(30.10.2013, 08:59)Pal schrieb: Gibt es hier noch jemand, der aus den Berichten der letzten Monate Konsequenzen gezogen hat oder noch ziehen will?
Ehrlich gesagt haben mich diese Berichte nicht wirklich überrascht. Die technischen Möglichkeiten sind seit Jahren bekannt, ebenso die Tatsache, das US-Behörden sie nutzen. So gesehen sind die Veröffentlichungen von Snowden/Greenwald für mich eher eine Erleichterung. Ich weiss jetzt genauer, sowohl was sie tun, als auch wie das geschieht.
Ich habe bislang noch keine der von Dir beschriebenen Konsequenzen gezogen. Das liegt zum einen daran, das ich schon seit Jahren sehr skeptisch im Internet unterwegs bin und sehr darauf achte, was an Informationen über mich im Umlauf ist. Zum anderen bin ich zu bequem um z.B. auf die Google-Suchmaschine zu verzichten.
Das soll jetzt nicht heissen, das es mir egal wäre. Im Gegenteil, ich bin über das Ausmaß der Überwachung bestürzt, bzw. darüber wie weit sich diese Behörden der demokratischen Kontrolle entziehen.
Ich bin außerdem der festen Überzeugung, das es unmöglich ist, mit "persönlichen Konsequenzen" etwas zu ändern. Wir haben es hier nicht mit einem Tiefkühl-Lasagne/Lebensmittel-Skandal zu tun, bei dem es reicht, die betroffenen Produkte zu boykottieren um den Produzenten zu einer Änderung seiner Geschäftspraxis zu zwingen.
Die schleichende Einführung eines Überwachungsapparates der sich der demokratischen Kontrolle entzieht, weckt böse Erinnerungen an die Weimarer Republik (aktuell machen
Vergleiche zwischen Snowden und Ossietzky ihre Runde durch die Medien).

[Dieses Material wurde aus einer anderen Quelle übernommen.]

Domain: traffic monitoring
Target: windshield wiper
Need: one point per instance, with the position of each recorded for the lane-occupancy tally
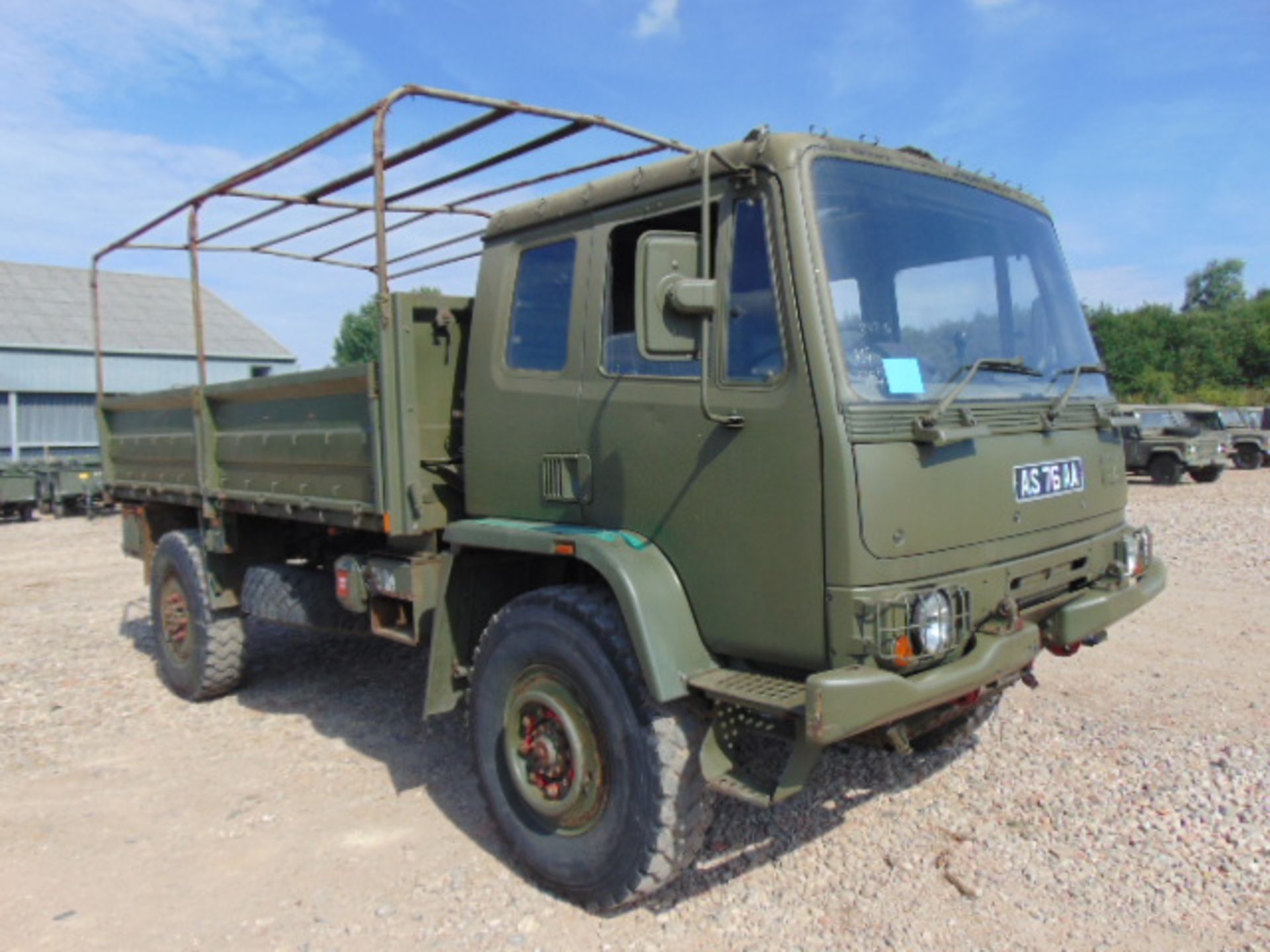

Ebenso besorgniserregend finde ich, wie diese Überwachung in den Unterhaltungsmedien verharmlost, bzw. gerechtfertigt wird. Als Beispiel möchte ich die totale Überwachung aller Mobiltelefone in Gotham City in "Batman - The Dark Knight" oder der alltägliche Zugriff auf alle möglichen Daten ohne richterlichen Beschluss in der Serie "Navy CIS" anführen. In beiden Fällen wird der mögliche Nutzen (Verbrechensbekämpfung) über die Privatsphäre des Einzelnen gestellt, und zwar in einem Kontext, der den Zuschauer von der Sinnhaftigkeit einer solchen Totalüberwachung überzeugt. Wenn ich zu Verschwörungstheorien neigen würde, könnte ich behaupten, das die NSA maßgeblich zu den Drehbüchern beigetragen hat um ihr Handeln im Voraus für die breite Masse akzeptabel zu machen.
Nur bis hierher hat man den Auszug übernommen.